Liu Tianyou

Medal record

Men's shooting

Representing China

Asian Games

Asian Championships

World Cup

= Liu Tianyou =

Chinese sport shooter (born 1982)

Liu Tianyou (born 1982 in Sichuan) is a male Chinese sport shooter. He won the gold medal at the 2006 Asian Games in the Men's 10 m Air Rifle event.

==Biography==
Liu was born in 1982 in Sichuan, China. He is 170 cm tall and weighs 55 kg. Both Liu's dominant eye and hand are on the right. He has practiced shooting since 1998, and started officially competing in 2002, with Zhang Qiu Pin as his personal coach.

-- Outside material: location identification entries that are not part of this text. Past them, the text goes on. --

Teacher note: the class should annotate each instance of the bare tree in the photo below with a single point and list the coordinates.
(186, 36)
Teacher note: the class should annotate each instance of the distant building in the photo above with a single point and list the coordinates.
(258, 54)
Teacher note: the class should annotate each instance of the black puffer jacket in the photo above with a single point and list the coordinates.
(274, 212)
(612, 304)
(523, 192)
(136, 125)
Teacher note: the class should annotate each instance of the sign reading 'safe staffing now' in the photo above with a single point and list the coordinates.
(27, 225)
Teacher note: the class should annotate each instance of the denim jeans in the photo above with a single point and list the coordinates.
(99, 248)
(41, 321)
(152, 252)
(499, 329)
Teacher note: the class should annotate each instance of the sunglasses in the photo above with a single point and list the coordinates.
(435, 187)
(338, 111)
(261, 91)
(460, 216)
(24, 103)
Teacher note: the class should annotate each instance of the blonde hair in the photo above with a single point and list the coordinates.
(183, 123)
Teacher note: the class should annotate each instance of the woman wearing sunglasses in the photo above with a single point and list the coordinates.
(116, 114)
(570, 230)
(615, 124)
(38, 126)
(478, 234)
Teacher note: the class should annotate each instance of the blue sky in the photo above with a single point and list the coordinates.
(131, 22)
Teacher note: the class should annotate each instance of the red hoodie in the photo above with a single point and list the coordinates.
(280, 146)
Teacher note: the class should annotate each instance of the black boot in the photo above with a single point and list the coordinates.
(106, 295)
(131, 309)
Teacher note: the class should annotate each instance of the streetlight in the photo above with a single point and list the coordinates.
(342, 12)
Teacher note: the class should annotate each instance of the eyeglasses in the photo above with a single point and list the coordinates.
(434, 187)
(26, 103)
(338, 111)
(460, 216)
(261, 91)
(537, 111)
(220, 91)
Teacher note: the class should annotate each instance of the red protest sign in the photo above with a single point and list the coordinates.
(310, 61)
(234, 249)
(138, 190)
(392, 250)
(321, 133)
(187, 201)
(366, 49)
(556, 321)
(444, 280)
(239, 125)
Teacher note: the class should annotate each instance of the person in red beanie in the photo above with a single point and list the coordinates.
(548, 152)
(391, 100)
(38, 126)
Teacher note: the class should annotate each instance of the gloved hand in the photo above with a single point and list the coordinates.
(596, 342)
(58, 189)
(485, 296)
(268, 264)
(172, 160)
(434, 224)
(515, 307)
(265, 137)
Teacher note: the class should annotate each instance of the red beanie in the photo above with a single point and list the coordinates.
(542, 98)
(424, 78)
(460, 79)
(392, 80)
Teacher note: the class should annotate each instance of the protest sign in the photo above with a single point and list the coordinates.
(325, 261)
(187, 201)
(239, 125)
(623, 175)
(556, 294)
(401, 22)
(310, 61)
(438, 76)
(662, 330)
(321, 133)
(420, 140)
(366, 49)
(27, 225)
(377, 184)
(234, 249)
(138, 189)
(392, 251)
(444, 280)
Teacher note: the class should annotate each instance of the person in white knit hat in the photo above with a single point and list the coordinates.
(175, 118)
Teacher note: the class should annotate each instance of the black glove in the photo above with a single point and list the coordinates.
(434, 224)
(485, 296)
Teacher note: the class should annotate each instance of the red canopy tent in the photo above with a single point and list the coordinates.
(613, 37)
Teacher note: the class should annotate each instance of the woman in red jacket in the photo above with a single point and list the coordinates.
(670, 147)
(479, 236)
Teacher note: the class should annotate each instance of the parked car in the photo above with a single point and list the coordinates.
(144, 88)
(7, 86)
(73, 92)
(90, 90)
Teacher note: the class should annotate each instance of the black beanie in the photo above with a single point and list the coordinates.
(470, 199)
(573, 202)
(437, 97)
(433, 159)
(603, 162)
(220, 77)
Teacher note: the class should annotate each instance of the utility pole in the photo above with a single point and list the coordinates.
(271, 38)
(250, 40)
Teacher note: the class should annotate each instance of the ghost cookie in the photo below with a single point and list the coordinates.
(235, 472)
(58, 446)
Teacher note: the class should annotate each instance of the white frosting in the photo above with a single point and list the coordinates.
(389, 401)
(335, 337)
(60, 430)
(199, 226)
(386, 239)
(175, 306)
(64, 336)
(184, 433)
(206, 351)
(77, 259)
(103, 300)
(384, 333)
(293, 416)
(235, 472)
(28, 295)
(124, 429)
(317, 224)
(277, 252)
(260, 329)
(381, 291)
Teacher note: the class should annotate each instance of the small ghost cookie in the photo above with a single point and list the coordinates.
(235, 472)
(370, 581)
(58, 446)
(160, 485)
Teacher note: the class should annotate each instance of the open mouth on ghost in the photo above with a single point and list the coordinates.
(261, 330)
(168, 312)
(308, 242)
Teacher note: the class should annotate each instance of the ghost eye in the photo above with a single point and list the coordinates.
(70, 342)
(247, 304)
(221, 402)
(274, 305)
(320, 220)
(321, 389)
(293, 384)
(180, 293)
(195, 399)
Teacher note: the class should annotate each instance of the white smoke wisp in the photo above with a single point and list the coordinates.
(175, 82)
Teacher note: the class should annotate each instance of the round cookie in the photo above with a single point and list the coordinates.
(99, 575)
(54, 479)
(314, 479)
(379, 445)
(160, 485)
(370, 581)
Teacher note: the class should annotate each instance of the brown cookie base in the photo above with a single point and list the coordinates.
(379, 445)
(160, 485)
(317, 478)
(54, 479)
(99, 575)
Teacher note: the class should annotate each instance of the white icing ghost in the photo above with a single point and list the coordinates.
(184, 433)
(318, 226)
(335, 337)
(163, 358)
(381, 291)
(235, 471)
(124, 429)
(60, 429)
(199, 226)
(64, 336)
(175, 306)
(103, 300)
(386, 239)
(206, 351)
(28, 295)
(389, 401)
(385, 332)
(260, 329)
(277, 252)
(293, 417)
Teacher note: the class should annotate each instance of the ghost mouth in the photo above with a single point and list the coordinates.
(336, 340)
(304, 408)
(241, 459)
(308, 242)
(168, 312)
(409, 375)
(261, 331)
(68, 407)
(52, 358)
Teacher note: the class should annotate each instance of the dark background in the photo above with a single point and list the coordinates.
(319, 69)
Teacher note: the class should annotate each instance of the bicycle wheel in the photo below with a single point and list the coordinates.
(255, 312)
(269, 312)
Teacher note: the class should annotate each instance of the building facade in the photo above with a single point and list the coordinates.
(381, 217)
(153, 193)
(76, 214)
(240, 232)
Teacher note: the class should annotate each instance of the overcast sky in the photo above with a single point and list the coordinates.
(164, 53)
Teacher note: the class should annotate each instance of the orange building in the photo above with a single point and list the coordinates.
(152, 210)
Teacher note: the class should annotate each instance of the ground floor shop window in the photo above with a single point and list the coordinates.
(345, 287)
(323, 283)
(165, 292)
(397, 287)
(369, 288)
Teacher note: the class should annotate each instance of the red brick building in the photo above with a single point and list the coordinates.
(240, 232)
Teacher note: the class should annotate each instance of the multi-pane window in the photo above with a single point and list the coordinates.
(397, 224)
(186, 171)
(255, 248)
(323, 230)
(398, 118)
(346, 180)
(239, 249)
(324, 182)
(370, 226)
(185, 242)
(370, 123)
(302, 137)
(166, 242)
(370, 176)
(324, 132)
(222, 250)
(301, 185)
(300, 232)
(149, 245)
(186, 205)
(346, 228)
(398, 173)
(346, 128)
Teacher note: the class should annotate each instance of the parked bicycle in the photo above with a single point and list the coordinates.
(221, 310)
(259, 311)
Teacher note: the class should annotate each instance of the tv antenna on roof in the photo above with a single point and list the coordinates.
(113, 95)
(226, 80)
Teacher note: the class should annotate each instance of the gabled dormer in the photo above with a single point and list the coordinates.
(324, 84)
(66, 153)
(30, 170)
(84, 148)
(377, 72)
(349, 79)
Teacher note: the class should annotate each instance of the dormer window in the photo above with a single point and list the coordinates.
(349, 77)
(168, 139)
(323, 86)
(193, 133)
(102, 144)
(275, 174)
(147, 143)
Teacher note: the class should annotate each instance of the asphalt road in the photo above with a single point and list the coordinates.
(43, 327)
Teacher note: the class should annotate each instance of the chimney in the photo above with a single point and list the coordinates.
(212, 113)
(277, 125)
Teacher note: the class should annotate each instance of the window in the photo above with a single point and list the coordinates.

Liu is currently enrolled a student at Tsinghua University, where he, like many Chinese athletes, strives to find a balance between training and schoolwork.

===Competitions and awards===
Liu's first medal, as a Junior, was at the 2002 ISSF World Shooting Championships in Lahti, Finland, where he won a bronze in the 50 metre rifle three positions event with a total of 1157 points. He won his second bronze in the 10-meter air rifle event at the ISSF World Cup meet in Milan, Italy, with 697.9 points.

In 2006, Liu won a silver medal in the men's 10-meter air rifle event at the ISSF World Cup meet in Guangzhou. He was the only Chinese qualifier for the final competition, with a total of 699.6 total points that got him the silver. He won another silver at the World Cup finals in Granada with 698.2 total points. That year, Liu also competed in Doha, Qatar, for the 2006 Asian Games, where he won his first gold medal in the Men's 10 m Air Rifle event, with 700.8 total points. This was the year that China dominated the Asian Games, winning 16 out of 20 gold medals on the first official day of competition. He, with Olympic champion Zhu Qinan and Li Jie, beat South Korea with 1,786 points to win the first gold of the Games.

In 2007, Liu won a silver medal in the men's 10-meter air rifle event in the 2007 Asian Championships at Kuwait City, with 700 points, and a bronze medal in the same event at the ISSF World Cup meet in Fort Benning, with 698.8 total points.